Nel caso di Bossetti, il supposto pericolo di reiterazione del reato deriva dalla gravità del fatto di cui è accusato. «Non può essere così – ha sostenuto lunedì Camporini – dopo l’entrata in vigore della legge 47 del 2015 che insiste proprio sul punto, disponendo che non si può ancorare la misura cautelare alla sola gravità del fatto contestato. Viene ribadito che il carcere deve essere l’estrema ratio e che è prevista la possibilità dei domiciliari con il braccialetto elettronico. Il giudice deve motivare il perché tiene in carcere una persona anziché concedere i domiciliari». Quanto al pericolo di reiterazione, Camporini ha esemplificato: «Non tutti gli omicidi sono uguali: chi ha ucciso la moglie, ad esempio, non può reiterare». E Bossetti? «L’imputato, se messo a casa con moglie, figli e braccialetto elettronico, non potrebbe ripetere alcun reato», ha affermato il legale, che poi ha ricordato il tempo già trascorso in cella da Bossetti, la sua incensuratezza, il suo stile di vita: «Su 3.500 contatti telefonici emersi dai tabulati prima e dopo i fatti contestati – ha detto Camporini – 2.500 risultano avvenuti mentre era a casa sua. Non è mai scappato in 4 anni prima dell’arresto. Inoltre è diventato una delle persone più note d’Italia: dove mai potrebbe andare?». E infine: «In questo caso vittima e imputato sono in due mondi diversi: quindi anche in caso di domiciliari non entrerebbero in contatto».

Negativo il parere del pm Letizia Ruggeri: «Nulla è cambiato rispetto alle esigenze cautelari così come sono state valutate nelle precedenti otto decisioni, tutte contro la scarcerazione. La nuova legge? L’ultimo pronunciamento della Cassazione è successivo all’emanazione, quindi la Suprema Corte ne ha giù tenuto conto.

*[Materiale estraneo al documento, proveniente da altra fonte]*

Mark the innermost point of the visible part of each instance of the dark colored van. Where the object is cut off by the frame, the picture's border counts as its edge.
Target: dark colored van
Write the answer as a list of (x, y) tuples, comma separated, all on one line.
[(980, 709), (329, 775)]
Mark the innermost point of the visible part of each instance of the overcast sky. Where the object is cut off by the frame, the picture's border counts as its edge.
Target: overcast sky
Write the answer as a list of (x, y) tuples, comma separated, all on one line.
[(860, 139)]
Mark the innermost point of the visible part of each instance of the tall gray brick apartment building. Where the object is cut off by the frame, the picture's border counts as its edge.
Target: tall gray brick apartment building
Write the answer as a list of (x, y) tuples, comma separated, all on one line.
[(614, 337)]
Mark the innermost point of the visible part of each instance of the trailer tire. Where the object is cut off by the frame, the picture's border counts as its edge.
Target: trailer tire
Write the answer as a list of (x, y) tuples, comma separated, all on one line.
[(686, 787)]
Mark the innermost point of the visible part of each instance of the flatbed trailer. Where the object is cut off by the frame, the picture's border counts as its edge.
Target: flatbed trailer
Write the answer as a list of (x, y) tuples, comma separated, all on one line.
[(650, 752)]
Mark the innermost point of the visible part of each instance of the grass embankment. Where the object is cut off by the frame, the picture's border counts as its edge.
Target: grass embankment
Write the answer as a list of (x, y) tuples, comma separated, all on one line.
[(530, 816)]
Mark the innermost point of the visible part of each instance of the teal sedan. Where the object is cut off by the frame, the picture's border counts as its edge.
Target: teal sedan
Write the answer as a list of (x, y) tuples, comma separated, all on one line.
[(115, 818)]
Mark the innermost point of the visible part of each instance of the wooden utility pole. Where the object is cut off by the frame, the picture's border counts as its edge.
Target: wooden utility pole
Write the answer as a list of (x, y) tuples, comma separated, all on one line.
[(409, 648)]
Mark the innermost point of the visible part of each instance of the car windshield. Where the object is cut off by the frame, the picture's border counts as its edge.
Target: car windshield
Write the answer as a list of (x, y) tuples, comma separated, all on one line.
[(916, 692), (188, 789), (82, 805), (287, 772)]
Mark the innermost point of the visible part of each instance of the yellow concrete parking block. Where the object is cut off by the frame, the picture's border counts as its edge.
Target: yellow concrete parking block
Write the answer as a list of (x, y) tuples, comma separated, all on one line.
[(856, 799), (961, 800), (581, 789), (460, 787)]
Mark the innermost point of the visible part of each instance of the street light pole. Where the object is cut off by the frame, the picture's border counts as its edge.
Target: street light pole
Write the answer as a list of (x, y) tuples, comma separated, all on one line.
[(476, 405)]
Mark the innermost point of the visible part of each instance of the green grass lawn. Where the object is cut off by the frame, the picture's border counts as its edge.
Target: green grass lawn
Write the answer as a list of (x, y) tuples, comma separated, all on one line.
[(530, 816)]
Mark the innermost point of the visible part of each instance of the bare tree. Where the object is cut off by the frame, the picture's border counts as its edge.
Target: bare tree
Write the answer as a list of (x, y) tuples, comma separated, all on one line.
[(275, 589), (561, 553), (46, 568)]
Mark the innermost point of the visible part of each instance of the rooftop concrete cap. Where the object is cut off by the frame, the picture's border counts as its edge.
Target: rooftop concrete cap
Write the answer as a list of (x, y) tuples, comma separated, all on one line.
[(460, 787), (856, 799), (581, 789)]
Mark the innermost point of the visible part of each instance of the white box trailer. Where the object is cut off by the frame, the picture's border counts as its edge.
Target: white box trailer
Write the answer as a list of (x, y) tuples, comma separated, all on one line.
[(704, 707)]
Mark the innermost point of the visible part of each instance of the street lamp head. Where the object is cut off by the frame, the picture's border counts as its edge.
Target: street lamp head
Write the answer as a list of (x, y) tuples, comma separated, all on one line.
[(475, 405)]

Il pericolo di reiterazione non è stato valutato in astratto ma in concreto, sullo specifico fatto contestato e sullo specifico imputato. Bossetti conduceva una vita monacale tutta casa e lavoro? Bene, questo non gli ha impedito di commettere il reato in imputazione. Il tempo già trascorso in carcere? Diciotto mesi sono pochi rispetto alla gravità del fatto contestato».

Ancor più duro, e un po’ a sorpresa se paragonato ai toni pacati che hanno sempre contraddistinto la parte, l’intervento di uno dei legali dei genitori di Yara, l’avvocato Enrico Pelillo: «Concordo con le osservazioni del pm – ha esordito lunedì – e a questo punto penso che una parola la debba dire anche chi rappresenta la parte civile. Penso che si sia avanzata un’istanza che vuole sfruttare il clima natalizio e ora capisco perché l’imputato ha parlato solo ora, mentre era rimasto impassibile quando furono mostrate le immagini della vittima. Sono rimasto sconvolto – ha sottolineato Pelillo – quando ho sentito dire che per l’imputato c’è “solo” il pericolo di reiterazione del reato. Se è vero che di moglie ce n’è una sola (citando l’esempio precedente di Camporini, ndr) di tredicenni in giro ce ne sono tante. Mi dispiace – ha aggiunto Pelillo – che il riserbo e il pudore dei Gambirasio vengano male interpretati. È vero, l’imputato e Yara sono in due mondi diversi: perché il primo è vivo e la bambina è al Creatore».

Sulla decisione della Corte, il commento dell’avvocato Salvagni: «Se non fosse stato un processo mediatico quale è, Bossetti sarebbe stato libero da un pezzo. Un po’ ci speravamo, non so ancora la reazione di Massimo Bossetti: è possibile che neppure lui ci facesse tanto affidamento».